In her brief text, Wolf convincingly argues that the advent of digital photography does not constitute a qualitative break in the tradition of photography as art. “Historical precedent,” Wolf aptly notes, “exists for many of the characteristics we think of as central to digital photographic practice: from enhancing a photograph to making composite images, from disseminating widely to engaging in interactivity.” The idea that a photograph should be a pure representation of the “real world” has always been a chimera, particularly in the art world; photographers who also regard themselves as artists have (as Wolf, again accurately, observes) always been at the forefront of manipulation and trickery in the medium—whether tinkering with the exposure of prints, creating collages, or building elaborately “false” set pieces to capture on film.
So substantively, there’s not much here for readers to chew on. Visually, however, the book is a pip. Nicely designed by Mark Melnick for publisher Prestel and sized for the lap rather than the coffee table, The Digital Eye constitutes a fine overview of the art of photographers working at the contemporary edge of what digital technology allows. Preponderant in Wolf’s selection are pieces that are manipulated relatively subtly, creating effects that are convincingly—and often eerily—real, commenting on the photographers’ subjects as well as on perception itself. In Wendy McMurdo’s cover image Helen, Backstage, Merlin Theatre (The Glance), a small girl looks skeptically at a version of herself standing a few feet away. In sizzlingly theatrical images by Margi Geerlinks and Dieter Huber, respectively, a woman wipes the wrinkles of age away with a powder puff and the tongues of embracing lovers connect seamlessly.

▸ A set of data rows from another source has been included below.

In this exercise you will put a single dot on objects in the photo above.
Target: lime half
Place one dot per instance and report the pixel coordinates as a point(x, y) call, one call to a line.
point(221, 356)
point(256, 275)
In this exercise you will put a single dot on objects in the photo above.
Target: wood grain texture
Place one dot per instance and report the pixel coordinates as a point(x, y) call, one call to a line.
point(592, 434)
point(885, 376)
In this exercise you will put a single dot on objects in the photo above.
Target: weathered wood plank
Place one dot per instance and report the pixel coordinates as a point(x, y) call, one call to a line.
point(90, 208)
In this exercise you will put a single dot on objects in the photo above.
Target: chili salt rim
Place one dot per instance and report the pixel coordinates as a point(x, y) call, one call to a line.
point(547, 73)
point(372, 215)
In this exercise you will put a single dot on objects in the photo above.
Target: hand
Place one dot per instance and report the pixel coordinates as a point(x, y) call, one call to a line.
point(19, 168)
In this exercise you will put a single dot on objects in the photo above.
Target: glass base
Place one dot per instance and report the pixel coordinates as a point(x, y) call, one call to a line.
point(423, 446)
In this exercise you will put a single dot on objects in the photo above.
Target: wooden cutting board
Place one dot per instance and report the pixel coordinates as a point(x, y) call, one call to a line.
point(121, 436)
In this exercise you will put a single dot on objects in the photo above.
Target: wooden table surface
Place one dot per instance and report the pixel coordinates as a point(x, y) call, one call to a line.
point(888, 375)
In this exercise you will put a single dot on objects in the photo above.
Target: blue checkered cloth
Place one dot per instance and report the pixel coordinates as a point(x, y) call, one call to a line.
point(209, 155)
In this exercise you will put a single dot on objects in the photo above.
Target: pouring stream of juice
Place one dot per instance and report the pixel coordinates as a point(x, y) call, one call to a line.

I can’t fault The Digital Eye for being the book it is rather than the book I’d like it to be, but it strikes me that the digital revolution has wrought more sigificant change for casual shutterbugs than for artists creating museum pieces. After decades of being a deliberate, physical, and not inexpensive activity, in the 21st century photography for the ordinary person has become an omnipresent act of instantanous communication. The pic you grap with your phone and instantly upload to Facebook is a “photograph,” just like the Kodaks people took in the 1920s, the 1960s, and the 1990s were—but the process of capturing and sharing a moment has become so much faster and so much cheaper that whatever similarities remain are more interesting than the differences. A book looking at the amateur’s Digital Eye rather than the professional’s might be more engaging than the volume at hand. If nothing else, it would probably have a lot more dirty pictures in it.